Step 7: Pour into the prepared loaf pan. Spread it out so the batter reaches all corners and sides and the top is relatively flat.

Step 8: Put into oven and turn temperature down to 375 degrees. Bake for 35-40 minutes or until the top is golden brown and a toothpick inserted into the middle comes out clean.

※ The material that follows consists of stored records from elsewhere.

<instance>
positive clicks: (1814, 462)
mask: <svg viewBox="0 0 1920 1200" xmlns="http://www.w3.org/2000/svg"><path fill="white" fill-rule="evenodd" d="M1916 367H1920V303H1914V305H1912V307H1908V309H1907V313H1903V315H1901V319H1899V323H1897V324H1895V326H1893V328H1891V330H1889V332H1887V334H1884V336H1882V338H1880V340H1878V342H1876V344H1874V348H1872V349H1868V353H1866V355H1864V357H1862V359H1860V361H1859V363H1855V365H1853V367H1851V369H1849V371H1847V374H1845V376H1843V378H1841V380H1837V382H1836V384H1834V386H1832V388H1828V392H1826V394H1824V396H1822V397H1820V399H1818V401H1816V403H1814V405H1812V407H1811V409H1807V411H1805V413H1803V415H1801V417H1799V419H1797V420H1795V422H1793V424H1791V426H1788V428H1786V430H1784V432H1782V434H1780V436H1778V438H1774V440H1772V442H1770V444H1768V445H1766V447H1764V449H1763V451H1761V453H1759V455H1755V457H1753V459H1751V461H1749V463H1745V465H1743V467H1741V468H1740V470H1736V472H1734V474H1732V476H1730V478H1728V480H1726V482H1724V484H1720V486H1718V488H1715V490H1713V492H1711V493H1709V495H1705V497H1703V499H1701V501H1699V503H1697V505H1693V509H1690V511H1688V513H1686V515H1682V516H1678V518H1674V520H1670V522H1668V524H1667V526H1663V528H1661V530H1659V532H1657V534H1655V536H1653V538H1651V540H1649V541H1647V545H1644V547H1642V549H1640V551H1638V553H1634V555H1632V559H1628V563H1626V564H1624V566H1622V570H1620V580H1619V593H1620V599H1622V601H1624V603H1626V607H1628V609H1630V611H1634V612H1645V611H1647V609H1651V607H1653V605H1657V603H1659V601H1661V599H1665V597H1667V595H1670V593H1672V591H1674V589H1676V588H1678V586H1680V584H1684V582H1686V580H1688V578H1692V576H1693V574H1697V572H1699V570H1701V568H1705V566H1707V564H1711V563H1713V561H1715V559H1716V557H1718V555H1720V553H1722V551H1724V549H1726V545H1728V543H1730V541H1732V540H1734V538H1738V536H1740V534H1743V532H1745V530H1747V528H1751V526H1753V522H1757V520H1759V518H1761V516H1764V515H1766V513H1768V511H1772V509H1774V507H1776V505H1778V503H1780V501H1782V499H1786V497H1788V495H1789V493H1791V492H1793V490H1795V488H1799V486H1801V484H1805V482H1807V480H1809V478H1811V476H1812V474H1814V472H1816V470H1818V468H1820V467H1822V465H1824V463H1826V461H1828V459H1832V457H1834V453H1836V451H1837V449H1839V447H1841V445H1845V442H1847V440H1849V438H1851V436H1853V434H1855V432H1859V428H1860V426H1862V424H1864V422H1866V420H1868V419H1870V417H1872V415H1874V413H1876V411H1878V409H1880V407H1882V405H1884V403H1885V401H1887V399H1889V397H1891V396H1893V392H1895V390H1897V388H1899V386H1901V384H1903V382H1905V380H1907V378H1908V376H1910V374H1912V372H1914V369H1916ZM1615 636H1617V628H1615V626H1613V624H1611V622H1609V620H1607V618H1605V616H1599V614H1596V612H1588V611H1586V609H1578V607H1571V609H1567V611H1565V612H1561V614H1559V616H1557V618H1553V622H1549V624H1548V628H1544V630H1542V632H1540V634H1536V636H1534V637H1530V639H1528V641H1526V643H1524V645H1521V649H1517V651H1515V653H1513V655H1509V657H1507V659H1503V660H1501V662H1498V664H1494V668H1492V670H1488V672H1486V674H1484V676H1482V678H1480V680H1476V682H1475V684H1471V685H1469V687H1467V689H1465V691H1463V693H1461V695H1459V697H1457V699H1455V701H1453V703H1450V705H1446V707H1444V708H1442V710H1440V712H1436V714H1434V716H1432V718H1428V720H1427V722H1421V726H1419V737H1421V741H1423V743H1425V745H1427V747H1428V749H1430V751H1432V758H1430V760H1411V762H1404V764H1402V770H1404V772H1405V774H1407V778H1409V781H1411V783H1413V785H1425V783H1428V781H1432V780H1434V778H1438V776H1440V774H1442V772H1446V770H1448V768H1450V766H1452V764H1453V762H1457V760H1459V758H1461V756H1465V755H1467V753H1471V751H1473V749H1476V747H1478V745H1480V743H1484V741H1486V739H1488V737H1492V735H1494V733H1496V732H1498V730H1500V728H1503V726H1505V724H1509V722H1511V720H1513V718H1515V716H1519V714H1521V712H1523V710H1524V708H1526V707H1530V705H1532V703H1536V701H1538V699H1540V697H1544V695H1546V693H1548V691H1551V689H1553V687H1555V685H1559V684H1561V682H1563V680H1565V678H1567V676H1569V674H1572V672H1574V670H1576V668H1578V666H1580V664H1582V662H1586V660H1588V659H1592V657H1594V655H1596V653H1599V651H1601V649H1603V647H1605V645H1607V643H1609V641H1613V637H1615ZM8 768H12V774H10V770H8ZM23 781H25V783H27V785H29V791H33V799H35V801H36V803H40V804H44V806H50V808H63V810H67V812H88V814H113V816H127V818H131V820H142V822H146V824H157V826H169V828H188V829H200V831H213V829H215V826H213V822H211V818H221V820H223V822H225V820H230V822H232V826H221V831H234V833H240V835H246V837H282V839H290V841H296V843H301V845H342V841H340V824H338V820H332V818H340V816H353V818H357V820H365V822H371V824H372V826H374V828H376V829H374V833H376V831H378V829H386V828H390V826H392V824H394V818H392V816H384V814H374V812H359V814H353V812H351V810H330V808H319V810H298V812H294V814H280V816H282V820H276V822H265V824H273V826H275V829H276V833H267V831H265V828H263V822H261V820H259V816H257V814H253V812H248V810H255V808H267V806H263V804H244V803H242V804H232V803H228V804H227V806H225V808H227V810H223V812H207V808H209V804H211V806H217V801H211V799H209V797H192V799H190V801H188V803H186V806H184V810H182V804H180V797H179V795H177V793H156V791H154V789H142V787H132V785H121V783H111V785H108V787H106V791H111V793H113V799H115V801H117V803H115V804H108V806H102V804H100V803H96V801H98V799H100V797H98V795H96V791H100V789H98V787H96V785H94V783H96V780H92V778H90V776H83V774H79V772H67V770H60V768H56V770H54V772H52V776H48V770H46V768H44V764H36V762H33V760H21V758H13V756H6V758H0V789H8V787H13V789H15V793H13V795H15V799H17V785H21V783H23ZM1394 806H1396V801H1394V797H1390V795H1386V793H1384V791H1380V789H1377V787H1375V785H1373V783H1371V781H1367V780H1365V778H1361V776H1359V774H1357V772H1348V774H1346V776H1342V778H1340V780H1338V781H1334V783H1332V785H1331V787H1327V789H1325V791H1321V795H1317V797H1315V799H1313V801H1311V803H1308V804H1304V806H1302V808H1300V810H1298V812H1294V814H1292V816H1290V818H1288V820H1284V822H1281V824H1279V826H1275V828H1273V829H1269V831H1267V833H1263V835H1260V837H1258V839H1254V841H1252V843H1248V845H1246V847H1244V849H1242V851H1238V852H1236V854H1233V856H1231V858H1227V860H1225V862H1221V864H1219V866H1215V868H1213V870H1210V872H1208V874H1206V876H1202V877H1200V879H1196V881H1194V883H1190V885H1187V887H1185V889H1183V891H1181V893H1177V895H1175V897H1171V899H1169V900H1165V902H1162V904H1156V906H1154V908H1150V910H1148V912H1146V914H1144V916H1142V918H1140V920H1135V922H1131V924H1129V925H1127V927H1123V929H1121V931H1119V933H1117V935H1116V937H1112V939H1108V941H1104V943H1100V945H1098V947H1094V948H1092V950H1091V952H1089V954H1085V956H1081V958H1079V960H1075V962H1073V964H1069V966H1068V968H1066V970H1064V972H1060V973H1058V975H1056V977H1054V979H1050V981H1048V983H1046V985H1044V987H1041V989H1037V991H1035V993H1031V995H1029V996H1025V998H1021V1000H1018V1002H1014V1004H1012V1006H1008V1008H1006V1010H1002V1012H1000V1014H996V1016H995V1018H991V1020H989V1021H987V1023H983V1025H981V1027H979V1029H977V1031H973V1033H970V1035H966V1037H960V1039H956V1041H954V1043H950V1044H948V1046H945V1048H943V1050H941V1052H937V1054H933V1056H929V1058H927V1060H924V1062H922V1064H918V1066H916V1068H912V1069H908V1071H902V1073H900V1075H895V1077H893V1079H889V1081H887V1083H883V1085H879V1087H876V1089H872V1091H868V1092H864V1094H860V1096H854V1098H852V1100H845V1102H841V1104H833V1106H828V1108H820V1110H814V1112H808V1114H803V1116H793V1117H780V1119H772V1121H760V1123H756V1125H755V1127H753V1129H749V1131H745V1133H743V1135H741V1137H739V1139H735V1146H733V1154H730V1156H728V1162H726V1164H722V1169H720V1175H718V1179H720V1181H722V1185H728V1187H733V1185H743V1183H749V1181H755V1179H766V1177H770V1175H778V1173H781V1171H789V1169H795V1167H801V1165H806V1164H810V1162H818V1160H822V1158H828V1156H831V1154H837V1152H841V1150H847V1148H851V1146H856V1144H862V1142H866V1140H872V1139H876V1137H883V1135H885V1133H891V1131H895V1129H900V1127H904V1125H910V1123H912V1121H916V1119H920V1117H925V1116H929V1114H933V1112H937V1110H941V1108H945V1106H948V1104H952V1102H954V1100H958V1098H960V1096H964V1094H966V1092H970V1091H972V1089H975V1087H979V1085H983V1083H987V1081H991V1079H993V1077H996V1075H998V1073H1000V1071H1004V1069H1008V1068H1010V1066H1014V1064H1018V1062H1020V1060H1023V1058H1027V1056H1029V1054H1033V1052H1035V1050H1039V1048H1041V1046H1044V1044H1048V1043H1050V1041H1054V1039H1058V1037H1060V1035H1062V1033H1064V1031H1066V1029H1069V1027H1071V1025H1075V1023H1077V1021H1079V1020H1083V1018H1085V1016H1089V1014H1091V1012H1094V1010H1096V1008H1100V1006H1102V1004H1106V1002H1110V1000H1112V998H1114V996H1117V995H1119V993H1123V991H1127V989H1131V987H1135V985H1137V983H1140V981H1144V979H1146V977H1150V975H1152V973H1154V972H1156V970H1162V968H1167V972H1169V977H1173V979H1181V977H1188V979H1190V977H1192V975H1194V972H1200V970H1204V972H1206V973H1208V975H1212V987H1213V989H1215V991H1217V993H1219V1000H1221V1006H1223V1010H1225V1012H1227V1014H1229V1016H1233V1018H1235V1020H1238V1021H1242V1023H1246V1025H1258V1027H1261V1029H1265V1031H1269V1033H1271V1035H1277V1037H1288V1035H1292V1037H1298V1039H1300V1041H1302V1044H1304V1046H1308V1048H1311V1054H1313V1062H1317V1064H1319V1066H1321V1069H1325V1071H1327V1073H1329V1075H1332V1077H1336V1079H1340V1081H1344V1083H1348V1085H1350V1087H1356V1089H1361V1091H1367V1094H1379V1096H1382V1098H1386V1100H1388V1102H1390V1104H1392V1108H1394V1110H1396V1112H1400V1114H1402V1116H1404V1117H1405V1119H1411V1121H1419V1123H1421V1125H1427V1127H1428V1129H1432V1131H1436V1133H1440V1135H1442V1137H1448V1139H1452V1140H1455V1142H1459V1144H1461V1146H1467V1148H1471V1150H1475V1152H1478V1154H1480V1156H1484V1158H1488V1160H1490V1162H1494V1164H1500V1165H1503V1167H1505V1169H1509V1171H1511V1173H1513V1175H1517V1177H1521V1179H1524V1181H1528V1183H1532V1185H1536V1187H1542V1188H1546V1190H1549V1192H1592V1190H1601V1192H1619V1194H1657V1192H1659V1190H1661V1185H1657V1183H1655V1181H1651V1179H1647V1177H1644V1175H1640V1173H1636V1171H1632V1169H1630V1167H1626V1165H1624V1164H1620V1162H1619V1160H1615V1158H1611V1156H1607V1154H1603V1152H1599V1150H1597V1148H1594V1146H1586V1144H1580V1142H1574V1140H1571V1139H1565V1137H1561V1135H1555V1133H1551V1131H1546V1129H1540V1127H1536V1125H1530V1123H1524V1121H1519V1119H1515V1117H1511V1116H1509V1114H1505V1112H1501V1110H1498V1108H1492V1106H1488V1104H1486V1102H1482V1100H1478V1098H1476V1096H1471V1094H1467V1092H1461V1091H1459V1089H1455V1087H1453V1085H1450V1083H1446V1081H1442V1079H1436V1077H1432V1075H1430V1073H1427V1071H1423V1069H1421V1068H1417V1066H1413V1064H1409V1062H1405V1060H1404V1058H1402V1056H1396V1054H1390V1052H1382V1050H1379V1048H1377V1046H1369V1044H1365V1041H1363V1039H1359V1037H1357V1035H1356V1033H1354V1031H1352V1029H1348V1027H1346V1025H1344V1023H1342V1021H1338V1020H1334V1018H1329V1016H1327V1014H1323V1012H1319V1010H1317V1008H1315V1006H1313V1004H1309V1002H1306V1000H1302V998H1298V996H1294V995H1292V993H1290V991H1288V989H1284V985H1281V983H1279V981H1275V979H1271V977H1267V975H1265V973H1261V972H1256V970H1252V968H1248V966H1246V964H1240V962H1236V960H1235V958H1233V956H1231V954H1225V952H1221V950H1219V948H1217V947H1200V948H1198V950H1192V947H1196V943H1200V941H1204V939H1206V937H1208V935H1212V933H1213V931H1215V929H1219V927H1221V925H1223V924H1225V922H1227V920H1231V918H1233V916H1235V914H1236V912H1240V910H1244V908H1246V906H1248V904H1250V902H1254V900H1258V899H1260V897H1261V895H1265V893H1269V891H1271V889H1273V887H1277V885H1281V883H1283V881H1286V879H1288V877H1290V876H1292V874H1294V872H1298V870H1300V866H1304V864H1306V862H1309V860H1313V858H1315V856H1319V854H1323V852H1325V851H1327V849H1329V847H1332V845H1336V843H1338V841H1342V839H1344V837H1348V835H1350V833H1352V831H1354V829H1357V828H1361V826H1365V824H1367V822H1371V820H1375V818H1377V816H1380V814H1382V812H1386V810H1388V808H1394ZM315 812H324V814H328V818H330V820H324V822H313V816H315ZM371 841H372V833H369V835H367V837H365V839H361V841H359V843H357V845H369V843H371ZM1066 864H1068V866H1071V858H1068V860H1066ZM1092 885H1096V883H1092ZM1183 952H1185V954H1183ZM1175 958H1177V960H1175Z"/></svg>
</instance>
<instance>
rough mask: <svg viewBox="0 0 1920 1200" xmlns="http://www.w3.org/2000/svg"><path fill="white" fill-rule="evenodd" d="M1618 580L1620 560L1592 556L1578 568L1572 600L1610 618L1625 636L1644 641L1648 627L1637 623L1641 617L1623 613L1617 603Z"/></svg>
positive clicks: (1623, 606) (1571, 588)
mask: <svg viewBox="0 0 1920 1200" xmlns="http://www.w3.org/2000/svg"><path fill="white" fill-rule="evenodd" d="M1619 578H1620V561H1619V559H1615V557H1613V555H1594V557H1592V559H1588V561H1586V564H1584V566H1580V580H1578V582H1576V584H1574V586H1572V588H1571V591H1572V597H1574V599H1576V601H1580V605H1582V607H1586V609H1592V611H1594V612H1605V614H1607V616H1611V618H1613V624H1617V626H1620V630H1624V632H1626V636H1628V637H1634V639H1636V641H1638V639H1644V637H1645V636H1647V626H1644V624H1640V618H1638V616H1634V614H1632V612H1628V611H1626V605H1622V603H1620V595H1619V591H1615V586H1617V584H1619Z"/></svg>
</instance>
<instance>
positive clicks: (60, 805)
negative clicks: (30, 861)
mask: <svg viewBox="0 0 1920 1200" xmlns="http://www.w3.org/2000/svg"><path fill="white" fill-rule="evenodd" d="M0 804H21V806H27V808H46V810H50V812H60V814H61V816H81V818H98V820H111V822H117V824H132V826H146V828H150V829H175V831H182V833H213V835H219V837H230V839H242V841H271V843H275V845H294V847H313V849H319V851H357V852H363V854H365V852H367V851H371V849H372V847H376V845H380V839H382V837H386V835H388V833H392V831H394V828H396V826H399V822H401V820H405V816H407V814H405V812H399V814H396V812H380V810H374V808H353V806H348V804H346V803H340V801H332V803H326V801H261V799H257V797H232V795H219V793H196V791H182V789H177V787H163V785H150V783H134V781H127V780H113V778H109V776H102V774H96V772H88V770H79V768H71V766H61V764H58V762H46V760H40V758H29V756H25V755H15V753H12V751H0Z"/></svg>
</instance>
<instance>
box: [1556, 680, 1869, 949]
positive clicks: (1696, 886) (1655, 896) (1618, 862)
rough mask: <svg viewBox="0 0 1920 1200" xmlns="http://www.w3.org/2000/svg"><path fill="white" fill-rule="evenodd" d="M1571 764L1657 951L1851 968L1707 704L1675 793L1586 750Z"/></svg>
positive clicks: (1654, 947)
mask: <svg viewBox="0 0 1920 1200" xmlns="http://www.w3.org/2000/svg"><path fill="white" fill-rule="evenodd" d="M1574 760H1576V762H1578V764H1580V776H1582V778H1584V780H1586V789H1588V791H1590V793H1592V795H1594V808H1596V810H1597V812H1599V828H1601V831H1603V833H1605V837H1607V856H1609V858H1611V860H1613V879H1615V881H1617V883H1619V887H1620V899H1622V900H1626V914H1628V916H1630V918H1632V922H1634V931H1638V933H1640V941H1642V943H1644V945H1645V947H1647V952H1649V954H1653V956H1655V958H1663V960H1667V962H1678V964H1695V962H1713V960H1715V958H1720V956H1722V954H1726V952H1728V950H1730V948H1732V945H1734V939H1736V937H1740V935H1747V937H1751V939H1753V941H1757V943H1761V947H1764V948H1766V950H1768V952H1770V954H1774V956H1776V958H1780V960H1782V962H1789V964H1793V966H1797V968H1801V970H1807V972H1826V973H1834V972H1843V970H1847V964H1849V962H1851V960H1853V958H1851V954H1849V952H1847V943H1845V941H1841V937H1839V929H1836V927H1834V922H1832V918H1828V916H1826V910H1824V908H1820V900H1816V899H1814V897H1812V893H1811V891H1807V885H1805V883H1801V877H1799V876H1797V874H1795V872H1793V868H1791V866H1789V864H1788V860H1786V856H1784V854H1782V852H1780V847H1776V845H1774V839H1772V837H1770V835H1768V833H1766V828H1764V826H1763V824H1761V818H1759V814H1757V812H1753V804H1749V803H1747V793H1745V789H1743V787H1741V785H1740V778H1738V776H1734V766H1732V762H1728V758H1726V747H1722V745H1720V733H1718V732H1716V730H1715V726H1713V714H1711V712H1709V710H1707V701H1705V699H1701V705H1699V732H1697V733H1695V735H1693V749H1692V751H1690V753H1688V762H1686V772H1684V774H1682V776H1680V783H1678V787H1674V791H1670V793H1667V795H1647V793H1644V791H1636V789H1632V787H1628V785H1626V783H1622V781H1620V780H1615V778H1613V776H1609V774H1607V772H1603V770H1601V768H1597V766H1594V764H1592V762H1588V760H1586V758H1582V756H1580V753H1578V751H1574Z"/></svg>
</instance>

Step 9: Cool for a few minutes in pan and then turn out onto a cooling rack. Enjoy!

The Short Instructions

  1. Preheat oven to 400 degrees and prepare loaf pan by greasing or using parchment paper.
  2. Weigh applesauce.
  3. Weigh fat so it is equal to the applesauce. If using butter, melt it.
  4. Weigh flour so it is twice the weight of the applesauce.
  5. Weigh pumpkin puree so it is equal to the flour.
  6. Mix flour, sugar, pumpkin pie spice, and baking powder and baking soda.
  7. Mix pumpkin puree, applesauce, and fat.
  8. Gently incorporate the wet ingredients into the dry until just combined.
  9. Pour into loaf pan and even it out.
  10. Put into oven and turn temperature down to 375 degrees. Bake 35-40 minutes or until toothpick inserted in middle comes out clean.

For more recipes or my adventures in ratio baking, be sure to stop by the Kitchen.

2 thoughts on “Pumpkin Quick Bread

  1. Yum. I’m not a big fan of pumpkin pie but pumpkin bread reminds me of my mom’s baking. Toast a slice of pumpkin bread and slather some butter on it, or apple butter on it, and I’m in a slice of heaven.